Drivers’ reaction times are certainly not set in stone. One thing that impairs reaction time is the consumption of alcohol. However, one must account for all the effects of alcohol. For example, by at least temporarily reducing cortisol, some drivers may be less dangerous on the road by reduced speeding. Additionally, the meta-cognitive effect, where one realizes his or her own impairment and thus drives much more carefully than when sober, must be accounted for. There is indeed a principled case to be made to legalize drunk driving.
Reaction time can be improved. I am currently part of a cohort in a study hosted by Twitter user @anabology, testing the impact of active thyroid hormone (T3) supplementation on both reaction time and IQ. While I cannot yet speak to the study results, I can say that in my experience, as a non-clinically hypothyroid man, supplementing T3 yields a clearly identifiable increase in my mental acuity. Is there a potential future where if you take proven measures to improve your reaction time, your insurance premiums can be reduced?
Until insurance entrepreneurs have the courage to fill this market niche and/or the law is laid in favor of freedom of association, these opportunities are unlikely. To the chagrin of unaccountable libertines, the replacement of the federal welfare state with a flourishing network of insurance and mutual aid societies would promote virtue, not vice, in at least those human capacities that are relevant to insurable risk.
It's one thing to correct incentives in order to (at minimum) not cause public degeneration, it's another to argue along the lines of the transhumanist.
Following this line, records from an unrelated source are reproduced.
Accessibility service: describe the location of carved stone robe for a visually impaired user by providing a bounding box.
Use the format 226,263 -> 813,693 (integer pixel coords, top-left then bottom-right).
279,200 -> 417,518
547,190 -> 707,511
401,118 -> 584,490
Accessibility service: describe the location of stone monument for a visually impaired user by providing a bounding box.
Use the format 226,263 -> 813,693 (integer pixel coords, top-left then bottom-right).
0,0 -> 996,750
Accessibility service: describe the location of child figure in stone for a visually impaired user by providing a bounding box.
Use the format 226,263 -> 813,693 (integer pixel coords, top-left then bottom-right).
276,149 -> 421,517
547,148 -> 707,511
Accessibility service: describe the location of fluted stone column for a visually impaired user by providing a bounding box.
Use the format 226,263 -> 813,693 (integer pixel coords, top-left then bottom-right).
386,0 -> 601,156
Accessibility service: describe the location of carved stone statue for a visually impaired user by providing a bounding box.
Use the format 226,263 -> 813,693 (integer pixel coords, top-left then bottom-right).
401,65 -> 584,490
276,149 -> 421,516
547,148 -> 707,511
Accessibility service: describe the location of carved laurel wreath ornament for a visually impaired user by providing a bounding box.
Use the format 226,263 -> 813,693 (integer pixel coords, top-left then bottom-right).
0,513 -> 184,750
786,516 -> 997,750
With any sort of half-baked transhumanism (it's all half baked), it's likely you'll just reintroduce incentives which have negative medium and long term consequences on the population themselves.
I'm not particularly against supplementation, but the argument for it should start from an anti-liberal (i.e. anti-transhuman) perspective, or it's likely not well thought out, at least not enough to allow it to be incentivized institutionally. Those in rightful power (not our subversive set of elites) should determine in which ways it's permissible for organizations to incentivize the population to supplement their natural bodies, and should not allow policies which are needlessly and clearly harmful on the population level. This isn't a comment on individual choice or judgement, or T3 in particular.
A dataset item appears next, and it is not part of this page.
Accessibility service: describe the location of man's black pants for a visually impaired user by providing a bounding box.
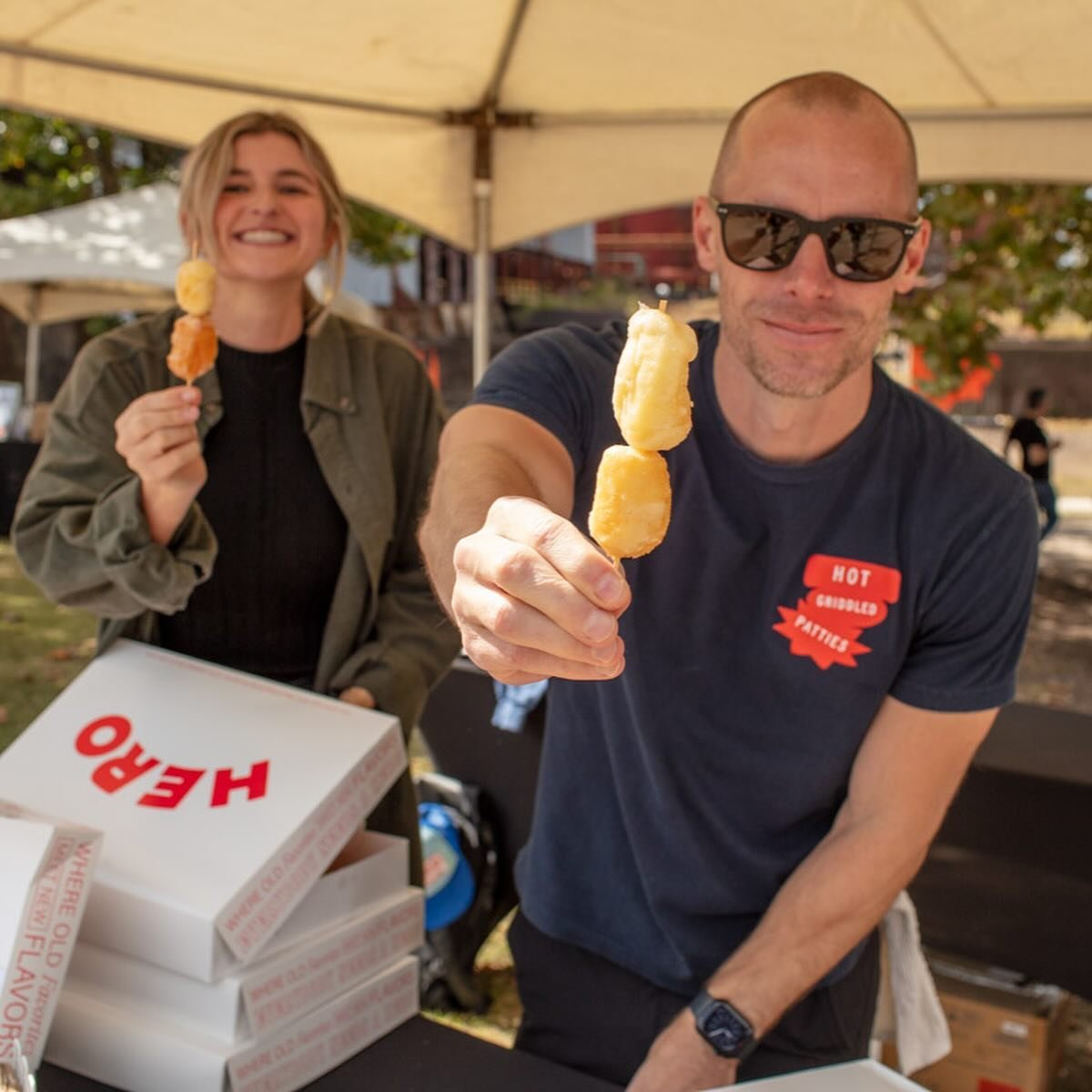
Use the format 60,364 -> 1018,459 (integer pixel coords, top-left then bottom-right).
508,913 -> 879,1087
The drunk driving bit smells like the classic twitter hot take. Spicy and wakes you up, but maybe it doesn't belong in apple pie.
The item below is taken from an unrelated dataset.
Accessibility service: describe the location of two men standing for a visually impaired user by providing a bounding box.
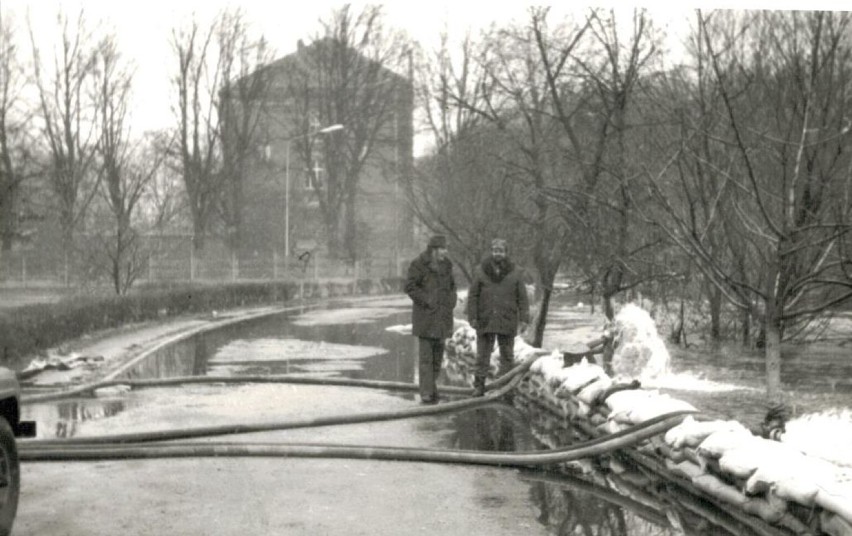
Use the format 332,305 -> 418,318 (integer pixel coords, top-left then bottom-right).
405,235 -> 530,404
Beyond those things, good article. Civil rights mentality applied to insurance, as with anything else, is nothing but a net loss. Virtue suffers when those who are virtuous, and have deep reasons to be virtuous with one another, aren't allowed to freely associate, which includes the right to exclude those who aren't up to their standards judged by efficient and effective criteria that are not limited by retrograde sentiments of equality, racial or otherwise.
It would make sense that if your body is running in good order (euthyroid) then your mental acuity would also be in good order. This is why cost-sharing rganizations like MediShare give good discounts for members who are in shape and don't engage in risky behavior. Its old fashioned good stewardship that lowers overall costs. IMO, Responsibilty/ownership mitigates risk much better than insurance.